Maybe my teenaged reading was too selective, maybe I have ‘spoilt’ myself for the mostly second-rate stuff that passes for ‘literature’ now? Or maybe this is nostalgia? Apart from Louise Erdrich, I don’t think I’ve read any of those authors since my twenties. As a child I would only read (outside school, where I had the choice), ‘talking animal’ books; this meant I read a lot of books that were not ‘suitable’ for children, because my parents assumed any book with an animal on the cover was like Watership Down and therefore ok for me to read. I tried re-reading William Horwood’s Duncton Wood a few years ago (for the first time since my early teens), I found it so awful I was skipping pages just to get it over with (something I almost never do), and decided not to try the rest of the series, that I would rather stick with the childhood memories of them (although, of course, William Horwood is not a writer in the same league as Toni Morrison).
What point am I trying to make here? I don’t think there is one. I think I’ve had enough of current ‘literature’ for a while. I want to re-read Borges and Le Guin. I want to read more non-fiction.
Mentioning Watership Down, I suppose I should offer my opinion on the new BBC/Netflix adaptation, although I have only watched the first two episodes and won’t be going back unless I am desperate for something to watch.
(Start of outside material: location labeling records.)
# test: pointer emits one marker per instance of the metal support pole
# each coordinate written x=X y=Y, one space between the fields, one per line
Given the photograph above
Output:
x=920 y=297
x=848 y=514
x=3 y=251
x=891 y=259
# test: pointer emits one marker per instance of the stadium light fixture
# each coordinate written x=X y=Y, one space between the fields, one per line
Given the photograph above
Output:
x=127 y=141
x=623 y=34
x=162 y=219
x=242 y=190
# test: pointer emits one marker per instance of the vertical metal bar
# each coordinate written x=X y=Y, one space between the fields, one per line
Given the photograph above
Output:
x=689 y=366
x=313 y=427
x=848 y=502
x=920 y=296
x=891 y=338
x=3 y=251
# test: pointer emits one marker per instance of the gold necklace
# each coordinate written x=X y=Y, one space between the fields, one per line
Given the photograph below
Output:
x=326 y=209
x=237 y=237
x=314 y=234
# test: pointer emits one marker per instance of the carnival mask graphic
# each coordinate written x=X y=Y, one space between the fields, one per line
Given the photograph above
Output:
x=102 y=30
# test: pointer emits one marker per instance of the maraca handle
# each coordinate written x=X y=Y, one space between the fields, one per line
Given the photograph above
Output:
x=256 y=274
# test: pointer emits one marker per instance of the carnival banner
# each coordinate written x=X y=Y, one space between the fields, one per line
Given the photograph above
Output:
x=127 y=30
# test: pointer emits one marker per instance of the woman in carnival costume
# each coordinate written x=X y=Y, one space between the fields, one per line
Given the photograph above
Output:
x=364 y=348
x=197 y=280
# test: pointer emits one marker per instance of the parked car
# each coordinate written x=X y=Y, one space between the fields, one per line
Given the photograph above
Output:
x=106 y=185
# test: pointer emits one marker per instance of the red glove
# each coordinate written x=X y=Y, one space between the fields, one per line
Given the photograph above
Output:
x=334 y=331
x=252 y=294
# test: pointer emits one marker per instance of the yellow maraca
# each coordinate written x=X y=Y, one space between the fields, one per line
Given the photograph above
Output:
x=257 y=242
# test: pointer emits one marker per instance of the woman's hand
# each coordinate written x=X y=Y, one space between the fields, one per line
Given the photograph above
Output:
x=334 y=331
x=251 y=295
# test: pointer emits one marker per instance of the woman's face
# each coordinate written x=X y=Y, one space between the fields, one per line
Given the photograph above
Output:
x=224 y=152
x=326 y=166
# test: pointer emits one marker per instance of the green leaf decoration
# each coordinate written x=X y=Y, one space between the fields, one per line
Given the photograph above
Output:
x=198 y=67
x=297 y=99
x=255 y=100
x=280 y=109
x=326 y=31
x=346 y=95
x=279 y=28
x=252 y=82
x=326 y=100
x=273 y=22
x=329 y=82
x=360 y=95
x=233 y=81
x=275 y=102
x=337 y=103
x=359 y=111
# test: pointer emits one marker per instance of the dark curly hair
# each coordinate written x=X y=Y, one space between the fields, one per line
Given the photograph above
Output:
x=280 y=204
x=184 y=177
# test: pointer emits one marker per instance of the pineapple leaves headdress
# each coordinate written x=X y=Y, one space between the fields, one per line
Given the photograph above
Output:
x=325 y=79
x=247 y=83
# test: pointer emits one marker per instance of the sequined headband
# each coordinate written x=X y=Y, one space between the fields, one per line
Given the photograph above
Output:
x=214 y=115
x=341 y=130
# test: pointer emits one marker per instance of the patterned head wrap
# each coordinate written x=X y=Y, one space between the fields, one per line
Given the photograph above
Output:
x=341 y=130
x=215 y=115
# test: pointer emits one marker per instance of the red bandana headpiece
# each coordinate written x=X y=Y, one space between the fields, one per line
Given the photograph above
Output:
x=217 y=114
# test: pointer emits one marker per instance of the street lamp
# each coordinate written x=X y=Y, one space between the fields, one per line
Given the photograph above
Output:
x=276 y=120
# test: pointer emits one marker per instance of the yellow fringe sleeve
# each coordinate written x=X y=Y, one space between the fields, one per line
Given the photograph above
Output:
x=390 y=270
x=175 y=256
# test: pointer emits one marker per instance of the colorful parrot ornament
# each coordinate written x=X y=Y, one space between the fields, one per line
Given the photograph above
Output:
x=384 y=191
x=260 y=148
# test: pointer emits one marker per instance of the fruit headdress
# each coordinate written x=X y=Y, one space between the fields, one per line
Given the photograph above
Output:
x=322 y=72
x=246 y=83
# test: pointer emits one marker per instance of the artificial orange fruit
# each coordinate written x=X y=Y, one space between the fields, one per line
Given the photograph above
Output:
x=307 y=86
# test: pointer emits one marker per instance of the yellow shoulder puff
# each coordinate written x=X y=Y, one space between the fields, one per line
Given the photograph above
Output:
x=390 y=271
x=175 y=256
I thought the quality of the animation was horrible, like something out of World of Warcraft, and none of the alterations or additions (can a crow really lift a rabbit?) were an improvement on either the book, or the 1978 film adaptation. The worst thing about it is that it didn’t trust the viewer to understand what was going on, so had to hammer every point in by making everything obvious; the rabbits in the snared warren worshiped a giant purple quartz, in case you missed otherwise that there is something off about them, and Efrafa was turned into a sadistic concentration camp, full of Frank Miller-esque grotesques, to make sure you understood how evil they all are. The BFI has pledged to no longer fund films that link physical disfigurement to negative character traits, the BBC and Netflix should follow their lead.